An Ecological Economic Critique of the Use of Market Information in Life Cycle Assessment Research


Address correspondence to:
Nathan Pelletier
Dalhousie University
School for Resource and Environmental Studies
6100 University Ave
Halifax, Nova Scotia B3H 3J5


The rising prominence of life cycle assessment (LCA) and similar environmental accounting frameworks reflects increasing awareness of the pressing necessity of managing both for eco-efficiency and with respect to the macroscale, environmental dimensions of the material/energy flows and emissions that underpin all economic activity. However, by relying on environmentally myopic market signals to inform evaluations of the biophysical dimensions of economic activity through the widespread use of market information (in particular, via economic allocation) in LCA, we are concerned that researchers greatly compromise the value of their work to furthering these objectives.
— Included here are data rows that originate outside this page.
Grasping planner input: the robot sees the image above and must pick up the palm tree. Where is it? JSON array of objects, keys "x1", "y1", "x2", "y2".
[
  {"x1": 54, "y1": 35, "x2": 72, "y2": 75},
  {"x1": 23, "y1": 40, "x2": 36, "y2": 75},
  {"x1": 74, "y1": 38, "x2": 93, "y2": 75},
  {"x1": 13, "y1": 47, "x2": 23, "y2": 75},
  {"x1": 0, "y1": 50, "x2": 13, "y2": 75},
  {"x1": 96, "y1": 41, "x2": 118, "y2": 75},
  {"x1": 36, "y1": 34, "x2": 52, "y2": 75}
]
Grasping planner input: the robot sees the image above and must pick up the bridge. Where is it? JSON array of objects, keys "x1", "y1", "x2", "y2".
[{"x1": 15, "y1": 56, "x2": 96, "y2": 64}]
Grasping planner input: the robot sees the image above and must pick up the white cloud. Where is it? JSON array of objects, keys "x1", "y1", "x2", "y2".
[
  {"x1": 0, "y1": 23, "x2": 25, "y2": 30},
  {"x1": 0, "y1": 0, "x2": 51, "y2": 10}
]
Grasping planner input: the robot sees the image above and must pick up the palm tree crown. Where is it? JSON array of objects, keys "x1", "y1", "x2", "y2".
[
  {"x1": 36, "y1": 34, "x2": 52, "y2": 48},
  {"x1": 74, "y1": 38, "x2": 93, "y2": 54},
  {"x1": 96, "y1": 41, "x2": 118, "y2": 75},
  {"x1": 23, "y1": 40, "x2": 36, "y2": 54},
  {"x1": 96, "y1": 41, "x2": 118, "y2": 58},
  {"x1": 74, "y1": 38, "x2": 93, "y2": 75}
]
In response to this problem, we provide a systematic critique of the use of market information in attributional LCA and present the case for an ecological-economic approach to the execution, interpretation, and application of biophysically consistent LCA research specifically intended to elucidate the environmental dimensions of meeting human needs. We further argue that, although LCA has historically been limited to informing eco-efficiency considerations, it can and should also be used to manage for sustainable scale, which is the first condition of sustainability.